More bad news for whistleblowers in Ms L Kong v Gulf International Bank

16 September 2021

Anyone who has tried to run an automatic unfair dismissal claim related to whistleblowing will know that they are extremely hard to win. The main difficulty lies not in proving that an employee has blown the whistle but rather in proving that this is ‘main or principle’ reason why they were dismissed.

Employers do not generally advertise the fact that they are acting unlawfully and will usually concoct an apparently legitimate reason for dismissal. There is rarely a ‘smoking gun’ piece of evidence. Most whistleblowing claims rely on inferences and circumstantial evidence which it can be difficult to persuade a tribunal to accept. 

This difficult task has not got any easier following a disappointing EAT decision in Ms Kong v Gulf International Bank.
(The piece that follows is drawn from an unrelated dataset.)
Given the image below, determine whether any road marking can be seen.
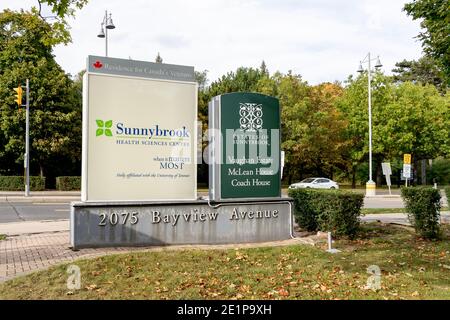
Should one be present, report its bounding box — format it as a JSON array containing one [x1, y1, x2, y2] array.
[[32, 202, 67, 206]]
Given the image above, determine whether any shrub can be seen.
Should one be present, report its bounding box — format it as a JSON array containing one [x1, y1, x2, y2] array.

Ms Kong was the Head of Audit at the Bank who identified financial and legal risks with lending documents being used by the Bank. It was accepted by the Bank that her observations constituted whistleblowing disclosures.

Ms Kong’s observations upset her colleague Ms Harding who was the Bank’s Head of Legal and had approved the use of the offending documents. Ms Harding visited Ms Kong in her office on 22October 2018 to ‘have it out with her’. In the ensuing heated conversation the Claimant questioned Ms Harding’s competence. Ms Kong repeated her concerns about Ms Harding’s competence in a discreet e-mail which she sent to the Bank’s Managing Director Mr Mohammed the following day.

Ms Kong was dismissed 6 weeks later by a panel which included Mr Mohammed. The stated reason for dismissal was not Ms Kong’s whistleblowing disclosures but rather her ‘behaviour, manner and approach’ which had resulted in people not wanting to work with her. Their conclusion was mainly based upon Ms Kong’s previous interaction with Ms Harding.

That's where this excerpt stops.